Reviews and Features

"Triplette's focused critique of women’s literacy, both of the medieval texts' fictional characters and of women themselves as their readers, not only serves as a means of investigating gender equality and as a corrective to our increasingly partial reading practices, but also proposes a vitally effective method of approaching women's culture."
- Anne J. Cruz, Early Modern Women, Fall 2020

"Chivalry, Reading, and Women’s Culture in Early Modern Spain succeeds not only in examining the female characters in Amadís and Don Quijote but also in cogently and brilliantly bringing Beatriz Bernal and her Cristalián de España to the fore in Spanish Golden Age studies."
- J. A. Garrido Ardila, Renaissance Quarterly, Volume LXXIII, No. 1

Stacey Triplette

Chivalry, Reading, and Women's Culture in Early Modern Spain

From Amadís de Gaula to Don Quixote

The Iberian chivalric romance has long been thought of as an archaic, masculine genre and its popularity as an aberration in European literary history. Chivalry, Reading, and Women’s Culture in Early Modern Spain contests this view, arguing that the surprisingly egalitarian gender politics of Spain’s most famous romance of chivalry has guaranteed it a long afterlife.
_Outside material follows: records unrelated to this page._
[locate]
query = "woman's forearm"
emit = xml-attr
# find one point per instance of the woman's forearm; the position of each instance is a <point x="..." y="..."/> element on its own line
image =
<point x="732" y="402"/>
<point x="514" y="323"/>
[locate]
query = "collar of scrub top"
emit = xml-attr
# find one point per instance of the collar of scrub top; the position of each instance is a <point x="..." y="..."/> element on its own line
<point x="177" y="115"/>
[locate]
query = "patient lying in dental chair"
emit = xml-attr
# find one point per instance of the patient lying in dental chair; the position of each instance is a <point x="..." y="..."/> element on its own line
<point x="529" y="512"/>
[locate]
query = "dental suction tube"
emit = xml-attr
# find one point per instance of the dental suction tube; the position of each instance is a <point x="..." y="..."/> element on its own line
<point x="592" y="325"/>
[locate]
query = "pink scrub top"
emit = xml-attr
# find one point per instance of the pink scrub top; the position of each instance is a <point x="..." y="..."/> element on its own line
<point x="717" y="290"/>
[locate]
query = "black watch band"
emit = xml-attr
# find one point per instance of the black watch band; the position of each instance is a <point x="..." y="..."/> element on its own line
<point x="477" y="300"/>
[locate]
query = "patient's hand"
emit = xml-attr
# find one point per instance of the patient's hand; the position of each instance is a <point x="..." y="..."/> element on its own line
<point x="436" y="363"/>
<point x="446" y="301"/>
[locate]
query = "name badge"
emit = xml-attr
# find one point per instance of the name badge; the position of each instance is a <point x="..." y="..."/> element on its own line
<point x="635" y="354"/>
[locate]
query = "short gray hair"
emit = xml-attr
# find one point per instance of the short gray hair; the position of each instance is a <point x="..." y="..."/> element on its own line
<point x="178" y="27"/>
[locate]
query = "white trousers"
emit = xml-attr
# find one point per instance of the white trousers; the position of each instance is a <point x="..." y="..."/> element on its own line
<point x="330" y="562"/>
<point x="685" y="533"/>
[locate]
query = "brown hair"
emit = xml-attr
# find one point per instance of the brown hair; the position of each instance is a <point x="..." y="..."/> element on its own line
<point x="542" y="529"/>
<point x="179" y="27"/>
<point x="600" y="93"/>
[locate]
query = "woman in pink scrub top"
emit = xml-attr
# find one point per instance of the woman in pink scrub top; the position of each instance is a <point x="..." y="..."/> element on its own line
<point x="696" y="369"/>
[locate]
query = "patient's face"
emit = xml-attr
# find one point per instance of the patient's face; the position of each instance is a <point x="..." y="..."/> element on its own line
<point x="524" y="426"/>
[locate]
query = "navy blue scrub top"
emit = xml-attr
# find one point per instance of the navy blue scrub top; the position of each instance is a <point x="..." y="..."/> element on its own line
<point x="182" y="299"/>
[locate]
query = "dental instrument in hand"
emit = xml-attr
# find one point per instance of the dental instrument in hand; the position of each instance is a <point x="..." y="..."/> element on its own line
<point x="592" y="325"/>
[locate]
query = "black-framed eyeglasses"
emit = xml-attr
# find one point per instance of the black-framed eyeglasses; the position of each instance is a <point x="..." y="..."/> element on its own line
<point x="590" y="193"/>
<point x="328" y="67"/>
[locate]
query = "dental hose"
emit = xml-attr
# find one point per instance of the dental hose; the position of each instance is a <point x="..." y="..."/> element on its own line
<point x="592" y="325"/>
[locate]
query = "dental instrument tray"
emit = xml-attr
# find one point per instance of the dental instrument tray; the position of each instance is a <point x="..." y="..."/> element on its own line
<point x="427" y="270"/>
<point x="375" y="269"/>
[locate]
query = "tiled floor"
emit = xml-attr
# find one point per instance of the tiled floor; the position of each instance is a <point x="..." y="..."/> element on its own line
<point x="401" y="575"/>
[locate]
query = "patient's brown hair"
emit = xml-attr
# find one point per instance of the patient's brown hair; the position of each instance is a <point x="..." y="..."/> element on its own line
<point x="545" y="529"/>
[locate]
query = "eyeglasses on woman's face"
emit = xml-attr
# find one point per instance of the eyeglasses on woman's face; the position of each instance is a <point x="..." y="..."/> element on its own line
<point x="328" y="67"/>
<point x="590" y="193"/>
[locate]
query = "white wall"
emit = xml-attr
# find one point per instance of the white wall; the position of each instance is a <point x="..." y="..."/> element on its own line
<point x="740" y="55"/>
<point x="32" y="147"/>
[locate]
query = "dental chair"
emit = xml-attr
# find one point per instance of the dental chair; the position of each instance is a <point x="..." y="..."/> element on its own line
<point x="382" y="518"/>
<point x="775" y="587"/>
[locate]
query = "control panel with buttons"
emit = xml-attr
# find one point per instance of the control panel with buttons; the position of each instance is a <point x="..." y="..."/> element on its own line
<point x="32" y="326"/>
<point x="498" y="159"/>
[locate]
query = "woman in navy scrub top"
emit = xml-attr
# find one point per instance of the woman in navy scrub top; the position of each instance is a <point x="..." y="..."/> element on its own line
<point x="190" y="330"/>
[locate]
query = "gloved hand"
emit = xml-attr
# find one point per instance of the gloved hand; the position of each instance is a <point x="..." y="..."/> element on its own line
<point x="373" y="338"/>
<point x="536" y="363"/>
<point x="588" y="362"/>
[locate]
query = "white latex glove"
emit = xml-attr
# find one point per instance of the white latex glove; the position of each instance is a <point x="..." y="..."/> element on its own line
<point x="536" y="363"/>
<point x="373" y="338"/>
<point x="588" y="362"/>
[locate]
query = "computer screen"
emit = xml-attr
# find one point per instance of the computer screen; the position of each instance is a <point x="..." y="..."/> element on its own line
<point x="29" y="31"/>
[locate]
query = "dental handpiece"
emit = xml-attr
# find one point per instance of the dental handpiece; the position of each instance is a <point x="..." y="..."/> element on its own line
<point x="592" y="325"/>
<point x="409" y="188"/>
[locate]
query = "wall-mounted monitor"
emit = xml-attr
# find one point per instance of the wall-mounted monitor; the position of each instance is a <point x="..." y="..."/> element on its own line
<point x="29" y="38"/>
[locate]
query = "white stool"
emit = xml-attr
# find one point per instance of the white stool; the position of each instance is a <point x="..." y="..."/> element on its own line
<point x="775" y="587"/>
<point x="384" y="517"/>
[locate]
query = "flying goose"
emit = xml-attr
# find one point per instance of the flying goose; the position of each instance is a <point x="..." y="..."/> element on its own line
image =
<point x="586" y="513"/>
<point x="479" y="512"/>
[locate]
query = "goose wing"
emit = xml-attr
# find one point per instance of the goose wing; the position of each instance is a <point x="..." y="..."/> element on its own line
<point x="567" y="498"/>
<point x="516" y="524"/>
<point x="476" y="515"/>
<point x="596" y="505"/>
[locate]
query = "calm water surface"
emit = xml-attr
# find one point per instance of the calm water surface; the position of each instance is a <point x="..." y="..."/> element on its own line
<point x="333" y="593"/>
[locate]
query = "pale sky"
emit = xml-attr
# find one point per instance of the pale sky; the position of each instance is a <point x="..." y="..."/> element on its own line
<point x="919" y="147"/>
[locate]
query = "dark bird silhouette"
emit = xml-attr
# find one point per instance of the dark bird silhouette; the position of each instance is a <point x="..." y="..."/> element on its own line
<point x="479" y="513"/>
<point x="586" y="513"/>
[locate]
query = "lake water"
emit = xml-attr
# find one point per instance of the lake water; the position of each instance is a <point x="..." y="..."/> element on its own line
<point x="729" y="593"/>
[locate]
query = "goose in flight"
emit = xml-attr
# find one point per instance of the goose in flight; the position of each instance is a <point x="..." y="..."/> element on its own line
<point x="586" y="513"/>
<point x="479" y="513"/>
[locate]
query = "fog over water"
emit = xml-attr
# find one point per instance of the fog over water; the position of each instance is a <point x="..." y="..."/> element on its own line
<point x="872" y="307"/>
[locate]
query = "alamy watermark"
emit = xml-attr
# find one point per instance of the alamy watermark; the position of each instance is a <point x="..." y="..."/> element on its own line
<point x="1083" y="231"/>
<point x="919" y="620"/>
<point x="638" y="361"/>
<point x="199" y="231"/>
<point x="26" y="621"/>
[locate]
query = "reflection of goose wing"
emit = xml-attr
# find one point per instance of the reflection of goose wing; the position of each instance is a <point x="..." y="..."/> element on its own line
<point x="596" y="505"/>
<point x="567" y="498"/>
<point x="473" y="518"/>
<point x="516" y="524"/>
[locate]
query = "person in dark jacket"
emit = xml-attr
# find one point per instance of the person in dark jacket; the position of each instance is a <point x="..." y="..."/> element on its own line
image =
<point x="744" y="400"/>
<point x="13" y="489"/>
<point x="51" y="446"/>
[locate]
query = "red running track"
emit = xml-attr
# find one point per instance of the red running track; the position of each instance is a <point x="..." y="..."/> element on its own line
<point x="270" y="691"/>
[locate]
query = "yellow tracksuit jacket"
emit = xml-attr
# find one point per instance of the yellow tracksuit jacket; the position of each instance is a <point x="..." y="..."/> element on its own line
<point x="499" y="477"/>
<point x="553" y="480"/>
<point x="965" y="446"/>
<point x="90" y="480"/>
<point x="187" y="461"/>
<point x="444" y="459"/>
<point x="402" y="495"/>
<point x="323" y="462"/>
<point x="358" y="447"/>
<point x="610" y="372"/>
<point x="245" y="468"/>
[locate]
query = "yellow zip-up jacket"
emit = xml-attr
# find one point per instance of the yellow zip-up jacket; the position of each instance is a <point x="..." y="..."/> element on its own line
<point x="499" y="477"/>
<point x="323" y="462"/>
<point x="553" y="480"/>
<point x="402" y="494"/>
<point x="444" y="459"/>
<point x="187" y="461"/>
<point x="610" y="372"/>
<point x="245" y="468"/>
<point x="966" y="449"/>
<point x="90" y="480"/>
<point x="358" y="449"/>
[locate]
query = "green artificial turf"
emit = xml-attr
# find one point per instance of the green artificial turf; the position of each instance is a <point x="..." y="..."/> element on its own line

Amadís de Gaula had a notorious appeal for female audiences, and the early modern authors who borrowed from it varied in their reactions to its large cast of literate female characters. Don Quixote and other works that situate women as readers carry the influence of Amadís forward into the modern novel. When early modern authors read chivalric romance, they also read gender, harnessing the female characters of the source text to a variety of political and aesthetic purposes.
Author

Stacey Triplette

Stacey Triplette is an Assistant Professor of Spanish and French at the University of Pittsburgh at Greensburg. Her essays have appeared in Cervantes: Bulletin of the Cervantes Society of America, Bulletin of Spanish Studies, and La corónica.